Knowing what happens is the first step in acquiring knowledge, and predicting future events is the ultimate goal of theoretical knowledge.
Language and Knowledge
Theoretical knowledge is unthinkable without language, which allows us to acquire, store, and transmit information.
- Acquisition of Knowledge: We receive the majority of information that constitutes our knowledge through language.
- Transmission and Storage: Books, libraries, CD-ROMs, and the Internet make it unnecessary for each individual to start from scratch. We build upon the accumulated knowledge of humanity over centuries, which is fundamental to the advancement of science.
Characteristics of Language
Only humans possess language, the ability to communicate through a system of signs that allows transmitting facts, whether present, past, or future, real or imaginary. From a linguistic perspective, language is the human ability to communicate through a sign system.
- Arbitrary or Conventional: A drawing of an open door marks an exit, and the word “exit” provides the same information. The sign is conventional or arbitrary because different languages use different words to express the same concept (e.g., goodbye, bye, cya).

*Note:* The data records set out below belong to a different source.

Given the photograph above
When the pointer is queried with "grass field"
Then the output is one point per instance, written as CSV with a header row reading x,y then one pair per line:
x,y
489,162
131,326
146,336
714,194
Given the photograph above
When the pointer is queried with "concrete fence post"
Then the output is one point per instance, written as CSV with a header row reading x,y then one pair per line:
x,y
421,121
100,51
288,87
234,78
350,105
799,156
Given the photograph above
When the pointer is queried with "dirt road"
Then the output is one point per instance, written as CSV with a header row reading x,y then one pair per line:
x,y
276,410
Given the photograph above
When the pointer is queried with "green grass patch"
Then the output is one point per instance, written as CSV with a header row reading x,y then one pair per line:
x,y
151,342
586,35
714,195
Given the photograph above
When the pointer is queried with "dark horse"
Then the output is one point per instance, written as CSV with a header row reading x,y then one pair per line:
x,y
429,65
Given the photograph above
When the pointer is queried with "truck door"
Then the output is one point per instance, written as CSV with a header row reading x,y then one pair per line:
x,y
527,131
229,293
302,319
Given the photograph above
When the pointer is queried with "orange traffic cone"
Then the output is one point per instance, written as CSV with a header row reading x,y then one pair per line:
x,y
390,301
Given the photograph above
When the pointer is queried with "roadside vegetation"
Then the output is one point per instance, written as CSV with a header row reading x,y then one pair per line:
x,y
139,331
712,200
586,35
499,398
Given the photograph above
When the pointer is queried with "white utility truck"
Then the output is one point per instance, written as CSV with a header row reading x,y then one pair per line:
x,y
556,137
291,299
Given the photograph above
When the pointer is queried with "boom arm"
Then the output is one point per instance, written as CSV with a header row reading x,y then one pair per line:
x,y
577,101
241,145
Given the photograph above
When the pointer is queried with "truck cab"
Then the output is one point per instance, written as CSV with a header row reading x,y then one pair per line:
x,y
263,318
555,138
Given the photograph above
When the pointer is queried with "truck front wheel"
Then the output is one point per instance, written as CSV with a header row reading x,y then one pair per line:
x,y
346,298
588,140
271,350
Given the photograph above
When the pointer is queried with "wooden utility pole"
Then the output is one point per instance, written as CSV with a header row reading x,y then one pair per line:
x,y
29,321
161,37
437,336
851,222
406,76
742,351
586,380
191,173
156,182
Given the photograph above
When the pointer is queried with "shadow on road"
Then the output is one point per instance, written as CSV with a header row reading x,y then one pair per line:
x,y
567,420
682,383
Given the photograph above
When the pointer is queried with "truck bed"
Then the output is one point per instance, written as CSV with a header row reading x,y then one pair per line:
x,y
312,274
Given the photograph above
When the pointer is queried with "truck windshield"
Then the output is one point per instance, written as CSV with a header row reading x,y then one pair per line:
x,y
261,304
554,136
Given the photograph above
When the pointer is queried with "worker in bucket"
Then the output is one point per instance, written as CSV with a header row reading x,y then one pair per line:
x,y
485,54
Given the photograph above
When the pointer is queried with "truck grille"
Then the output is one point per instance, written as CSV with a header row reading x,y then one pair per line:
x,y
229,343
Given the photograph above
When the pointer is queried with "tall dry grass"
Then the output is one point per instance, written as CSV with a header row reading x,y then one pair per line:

- Articulated and Creative: A complex system where we create messages from phonemes in combination with more complete structures like words or sentences.
Signifier: How we perceive physical reality.
Signification: The concept or idea associated with a signifier; the real referring to the linguistic sign.
Language, Thought, and Reality
To build a concept, we must abstract what is common in reality. Through this process, we reduce, arrange, and classify the multiplicity of perceptions of the environment into universal concepts, contributing to the understanding of reality. We are providing the raw materials. Concepts or mental images allow us to think. The linguistic sign and words are broken down into three levels:
- Signifier: Sequence of phonemes belonging to linguistics.
- Meaning: Idea or concept associated with a significant level of thought.
- Target: Quality, a process we refer to, areas of reality.